Three: Set goals and objectives together.

Be clear and specific about what you want the employee to do and what the end result should look like. Make a decision together about when they should get it done instead of dictating a deadline on your own.

“Help the person think through the process. Don’t just assume they know what needs to be done,” Donadio says. “Take time to make sure the employee understands what’s being asked of them. Follow up with something in writing as to what you discussed and agreed to with the employee.”

Kuhn held a company-wide meeting with all employees. He explained what he needed to do and why delegation was necessary. To help get employee buy-in, he asked for their input and suggestions as to who would be best to take on certain daily responsibilities, such as opening and closing of the shop, and cleaning and sweeping duties.

Four: Create a feedback loop.

When you’re breaking somebody in on a new task, allow them to check in with you periodically to make any course corrections. Make yourself available to answer their questions. Establish a process for checking in before the final deadline to see how things are going. Be a good listener and coach.

“It’s a lot easier to make small corrections along the way rather than finding out afterward that they went down the wrong path,” Donadio says. 

Kuhn gave employees one new task at a time and monitored their performance. He checked in with them multiple times each day to find out how things were going and whether any help was needed, and made himself available for employees to contact him directly for questions or support. Kuhn also held another meeting one week after the initial delegation to discuss issues or adjustments that needed to be addressed.  

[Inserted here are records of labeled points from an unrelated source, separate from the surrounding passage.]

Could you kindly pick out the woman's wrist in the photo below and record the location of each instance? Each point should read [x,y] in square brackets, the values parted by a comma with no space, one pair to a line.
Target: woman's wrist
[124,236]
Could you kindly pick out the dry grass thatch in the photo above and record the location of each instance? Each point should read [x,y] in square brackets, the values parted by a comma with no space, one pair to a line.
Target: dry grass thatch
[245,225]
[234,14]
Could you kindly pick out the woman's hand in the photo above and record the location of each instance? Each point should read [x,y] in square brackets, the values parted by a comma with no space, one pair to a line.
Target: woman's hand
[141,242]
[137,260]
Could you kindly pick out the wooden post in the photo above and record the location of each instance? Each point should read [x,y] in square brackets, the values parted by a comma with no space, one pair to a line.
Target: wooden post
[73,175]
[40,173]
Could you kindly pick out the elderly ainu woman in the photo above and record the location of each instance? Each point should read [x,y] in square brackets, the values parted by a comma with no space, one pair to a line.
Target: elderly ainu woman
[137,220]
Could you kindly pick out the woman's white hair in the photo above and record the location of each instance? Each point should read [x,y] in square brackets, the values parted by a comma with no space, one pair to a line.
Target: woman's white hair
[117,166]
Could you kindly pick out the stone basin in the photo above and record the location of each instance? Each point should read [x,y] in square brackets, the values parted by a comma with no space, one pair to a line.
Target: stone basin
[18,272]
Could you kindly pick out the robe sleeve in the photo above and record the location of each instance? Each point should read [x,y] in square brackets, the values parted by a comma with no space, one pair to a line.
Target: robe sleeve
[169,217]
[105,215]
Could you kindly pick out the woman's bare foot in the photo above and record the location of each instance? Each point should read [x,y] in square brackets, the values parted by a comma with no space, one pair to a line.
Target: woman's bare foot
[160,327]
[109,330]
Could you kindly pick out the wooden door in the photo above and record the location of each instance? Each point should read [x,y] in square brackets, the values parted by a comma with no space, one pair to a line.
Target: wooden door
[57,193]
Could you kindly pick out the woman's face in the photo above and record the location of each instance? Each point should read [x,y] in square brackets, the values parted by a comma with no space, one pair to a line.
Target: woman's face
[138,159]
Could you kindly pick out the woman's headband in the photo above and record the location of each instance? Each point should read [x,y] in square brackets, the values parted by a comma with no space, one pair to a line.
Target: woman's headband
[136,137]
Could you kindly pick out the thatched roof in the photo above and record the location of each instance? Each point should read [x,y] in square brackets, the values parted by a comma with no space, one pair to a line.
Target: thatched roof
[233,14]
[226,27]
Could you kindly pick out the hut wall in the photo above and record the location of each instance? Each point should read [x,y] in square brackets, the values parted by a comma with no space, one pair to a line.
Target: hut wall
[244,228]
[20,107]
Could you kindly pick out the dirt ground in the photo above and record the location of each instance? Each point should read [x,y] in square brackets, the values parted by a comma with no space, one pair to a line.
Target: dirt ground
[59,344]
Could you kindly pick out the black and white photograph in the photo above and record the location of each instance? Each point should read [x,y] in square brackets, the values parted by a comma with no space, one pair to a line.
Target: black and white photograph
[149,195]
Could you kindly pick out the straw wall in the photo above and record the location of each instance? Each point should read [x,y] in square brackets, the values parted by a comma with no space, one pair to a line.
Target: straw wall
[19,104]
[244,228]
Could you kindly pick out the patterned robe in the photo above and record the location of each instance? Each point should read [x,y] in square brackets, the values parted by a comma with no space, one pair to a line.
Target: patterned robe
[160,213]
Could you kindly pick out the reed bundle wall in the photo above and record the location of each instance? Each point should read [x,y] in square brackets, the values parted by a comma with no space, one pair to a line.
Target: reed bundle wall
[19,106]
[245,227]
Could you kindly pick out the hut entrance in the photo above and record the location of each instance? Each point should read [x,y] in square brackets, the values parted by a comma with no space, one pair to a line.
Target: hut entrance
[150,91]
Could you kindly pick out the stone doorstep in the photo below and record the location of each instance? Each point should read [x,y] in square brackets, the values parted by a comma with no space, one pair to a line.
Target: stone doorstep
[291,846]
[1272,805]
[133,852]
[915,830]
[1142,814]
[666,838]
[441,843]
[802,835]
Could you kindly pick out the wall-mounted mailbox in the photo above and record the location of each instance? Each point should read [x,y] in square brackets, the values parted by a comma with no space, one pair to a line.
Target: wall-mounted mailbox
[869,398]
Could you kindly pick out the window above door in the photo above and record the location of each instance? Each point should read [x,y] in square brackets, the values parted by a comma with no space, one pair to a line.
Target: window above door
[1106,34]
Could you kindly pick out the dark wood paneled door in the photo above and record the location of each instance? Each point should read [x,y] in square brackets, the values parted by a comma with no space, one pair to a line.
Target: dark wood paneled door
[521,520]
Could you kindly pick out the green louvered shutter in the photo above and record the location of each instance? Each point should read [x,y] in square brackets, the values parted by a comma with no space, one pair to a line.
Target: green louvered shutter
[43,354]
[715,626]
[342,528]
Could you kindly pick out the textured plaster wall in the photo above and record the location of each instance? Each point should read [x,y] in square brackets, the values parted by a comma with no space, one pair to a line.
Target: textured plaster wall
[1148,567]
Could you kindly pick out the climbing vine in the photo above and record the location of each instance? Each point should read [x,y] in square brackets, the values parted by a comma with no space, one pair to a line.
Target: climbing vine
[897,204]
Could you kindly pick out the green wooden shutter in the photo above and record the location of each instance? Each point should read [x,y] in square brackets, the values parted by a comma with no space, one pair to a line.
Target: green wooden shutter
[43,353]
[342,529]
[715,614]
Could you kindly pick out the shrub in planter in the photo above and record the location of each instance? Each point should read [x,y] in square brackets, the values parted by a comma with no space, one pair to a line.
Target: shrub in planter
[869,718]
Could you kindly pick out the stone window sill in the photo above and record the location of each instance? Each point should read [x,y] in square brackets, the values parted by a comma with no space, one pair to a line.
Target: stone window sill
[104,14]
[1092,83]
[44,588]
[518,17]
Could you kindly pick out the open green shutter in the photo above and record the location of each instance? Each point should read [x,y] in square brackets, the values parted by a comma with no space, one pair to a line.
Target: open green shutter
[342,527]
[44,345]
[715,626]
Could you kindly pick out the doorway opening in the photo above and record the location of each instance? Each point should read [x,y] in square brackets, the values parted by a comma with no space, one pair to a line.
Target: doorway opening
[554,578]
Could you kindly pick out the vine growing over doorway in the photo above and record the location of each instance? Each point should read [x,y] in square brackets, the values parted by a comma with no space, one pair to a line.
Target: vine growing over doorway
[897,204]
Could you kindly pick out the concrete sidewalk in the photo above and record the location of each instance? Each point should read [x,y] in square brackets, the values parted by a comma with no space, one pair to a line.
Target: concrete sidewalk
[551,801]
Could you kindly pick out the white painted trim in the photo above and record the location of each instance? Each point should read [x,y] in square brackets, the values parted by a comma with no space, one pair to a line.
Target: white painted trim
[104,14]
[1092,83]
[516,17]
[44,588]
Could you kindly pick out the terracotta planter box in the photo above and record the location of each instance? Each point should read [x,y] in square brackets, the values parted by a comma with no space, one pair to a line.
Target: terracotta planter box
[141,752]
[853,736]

Five: Assign tasks with confidence.

People might feel timid taking on a new responsibility. Let your employee know you have confidence and trust in them, and that you want them to succeed at the new task. If people don’t feel trusted, they won’t perform well. 

Six: Acknowledge that delegating is a process, not an event.

Delegating is about giving somebody a skill to learn so you won’t have to worry about that task in the future. You have to let go, allow people to make mistakes and allow them to do the job differently than you might do it. Give the employee flexibility on how to handle some of the details of the task, but don’t forget to coach them along the way.

Seven: Have a review process.

Meet with the employee after the task is complete to discuss successes and problems. If things go well, give positive recognition. If things go poorly, turn it into a learning opportunity and create a plan for improvement.

Business and Personal Growth

“Without delegation, there’s no chance for growth. You absolutely can’t grow if your time is spent just helping move cars out the door,” Kuhn says.

Within one year of learning to delegate, Kuhn quadrupled annual revenue from $240,000 to $1 million. He’s since tripled his operation to three shop locations, and also engages in several other business ventures.

And he doesn’t even manage from the shop anymore; Kuhn oversees everything with two laptop computers in his home office.

“Delegation allowed me to have a lot of things going on without being actively involved in all of them,” Kuhn says, noting he only physically visited one shop location once last year. “It has freed me from each business to allow time to open and grow the next one.”